Reversions mask the contribution of adaptive evolution in microbiomes.

When examining bacterial genomes for evidence of past selection, the results obtained depend heavily on the mutational distance between chosen genomes. Even within a bacterial species, genomes separated by larger mutational distances exhibit stronger evidence of purifying selection as assessed by dN/dS, the normalized ratio of nonsynonymous to synonymous mutations. This dependence on mutational distance, and thus time, has been proposed to arise from the inefficiency of purifying selection at removing weakly deleterious mutations. Here, we revisit this assumption in light of abundant genomes from gut microbiomes and show that a model of weak purifying selection that fits the data leads to problematic mutation accumulation. We propose an alternative model to explain the timescale dependence of dN/dS, in which constantly changing environmental pressures select for revertants of previously adaptive mutations. Reversions that sweep within-host populations are nearly guaranteed in microbiomes due to large population sizes, short generation times, and variable environments.

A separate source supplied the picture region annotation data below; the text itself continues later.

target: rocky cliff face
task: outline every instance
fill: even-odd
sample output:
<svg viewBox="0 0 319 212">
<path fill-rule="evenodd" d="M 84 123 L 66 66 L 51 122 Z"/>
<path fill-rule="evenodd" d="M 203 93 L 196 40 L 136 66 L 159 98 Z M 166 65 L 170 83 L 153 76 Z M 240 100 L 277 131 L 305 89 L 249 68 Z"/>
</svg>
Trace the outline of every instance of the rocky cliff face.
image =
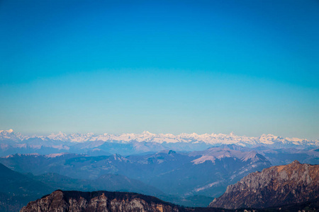
<svg viewBox="0 0 319 212">
<path fill-rule="evenodd" d="M 210 207 L 267 208 L 301 203 L 319 198 L 319 165 L 297 160 L 248 175 L 228 187 Z"/>
<path fill-rule="evenodd" d="M 30 211 L 184 211 L 155 197 L 125 192 L 57 190 L 31 201 L 21 212 Z"/>
</svg>

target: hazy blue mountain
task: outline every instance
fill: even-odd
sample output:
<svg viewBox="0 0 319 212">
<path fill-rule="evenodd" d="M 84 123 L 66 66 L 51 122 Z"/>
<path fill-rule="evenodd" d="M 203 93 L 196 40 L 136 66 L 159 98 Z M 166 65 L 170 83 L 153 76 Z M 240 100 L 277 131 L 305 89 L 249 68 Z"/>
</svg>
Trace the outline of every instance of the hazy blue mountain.
<svg viewBox="0 0 319 212">
<path fill-rule="evenodd" d="M 0 131 L 0 156 L 15 153 L 51 154 L 62 152 L 90 154 L 96 149 L 99 150 L 100 155 L 103 153 L 129 155 L 167 149 L 176 151 L 201 151 L 225 144 L 235 144 L 243 148 L 267 147 L 272 149 L 293 148 L 310 150 L 319 146 L 318 140 L 282 138 L 270 134 L 248 137 L 239 136 L 233 134 L 173 135 L 155 134 L 145 131 L 142 134 L 121 135 L 107 134 L 67 135 L 60 132 L 46 136 L 26 136 L 16 133 L 12 129 Z"/>
<path fill-rule="evenodd" d="M 17 154 L 1 158 L 0 162 L 16 171 L 34 175 L 55 172 L 87 180 L 119 175 L 160 188 L 167 194 L 185 197 L 218 196 L 229 184 L 271 166 L 264 156 L 254 151 L 220 148 L 191 153 L 164 151 L 127 157 L 119 154 Z"/>
</svg>

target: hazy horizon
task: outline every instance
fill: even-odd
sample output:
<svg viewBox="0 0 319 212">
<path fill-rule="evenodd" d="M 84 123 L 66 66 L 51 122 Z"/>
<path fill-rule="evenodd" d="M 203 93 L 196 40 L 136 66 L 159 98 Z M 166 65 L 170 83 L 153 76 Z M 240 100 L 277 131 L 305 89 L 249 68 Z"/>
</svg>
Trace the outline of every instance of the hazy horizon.
<svg viewBox="0 0 319 212">
<path fill-rule="evenodd" d="M 4 0 L 0 129 L 319 138 L 318 1 Z"/>
</svg>

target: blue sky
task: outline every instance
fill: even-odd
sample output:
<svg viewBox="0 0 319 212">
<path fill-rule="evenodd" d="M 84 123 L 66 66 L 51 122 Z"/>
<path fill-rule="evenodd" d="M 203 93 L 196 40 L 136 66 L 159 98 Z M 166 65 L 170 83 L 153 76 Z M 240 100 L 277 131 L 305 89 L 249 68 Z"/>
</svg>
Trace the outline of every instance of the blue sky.
<svg viewBox="0 0 319 212">
<path fill-rule="evenodd" d="M 318 1 L 0 2 L 0 129 L 319 139 Z"/>
</svg>

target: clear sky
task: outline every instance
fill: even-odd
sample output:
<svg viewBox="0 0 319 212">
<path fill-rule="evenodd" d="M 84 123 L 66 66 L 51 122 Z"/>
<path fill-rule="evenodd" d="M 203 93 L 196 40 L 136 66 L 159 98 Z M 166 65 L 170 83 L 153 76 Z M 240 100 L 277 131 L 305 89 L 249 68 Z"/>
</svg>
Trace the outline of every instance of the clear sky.
<svg viewBox="0 0 319 212">
<path fill-rule="evenodd" d="M 315 0 L 0 1 L 0 129 L 318 139 L 318 80 Z"/>
</svg>

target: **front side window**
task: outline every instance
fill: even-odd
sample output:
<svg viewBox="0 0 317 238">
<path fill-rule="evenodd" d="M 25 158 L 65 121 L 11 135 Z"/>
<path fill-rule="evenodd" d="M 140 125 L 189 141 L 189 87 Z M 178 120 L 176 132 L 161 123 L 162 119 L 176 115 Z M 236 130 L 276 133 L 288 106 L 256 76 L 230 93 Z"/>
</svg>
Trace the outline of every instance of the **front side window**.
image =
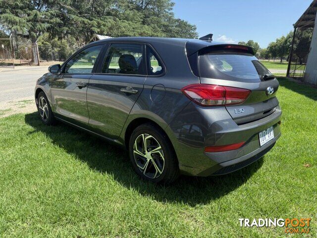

Using analytical and simulation approaches, we fit the adaptive reversion model to dN/dS decay curves and obtain estimates of local adaptation that are realistic in the context of bacterial genomes. These results argue for interpreting low values of dN/dS with caution, as they may emerge even when adaptive sweeps are frequent. This work reframes an old observation in bacterial evolution, illustrates the potential of mutation reversions to shape genomic landscapes over time, and highlights the need for additional research on bacterial genomic evolution on short time scales.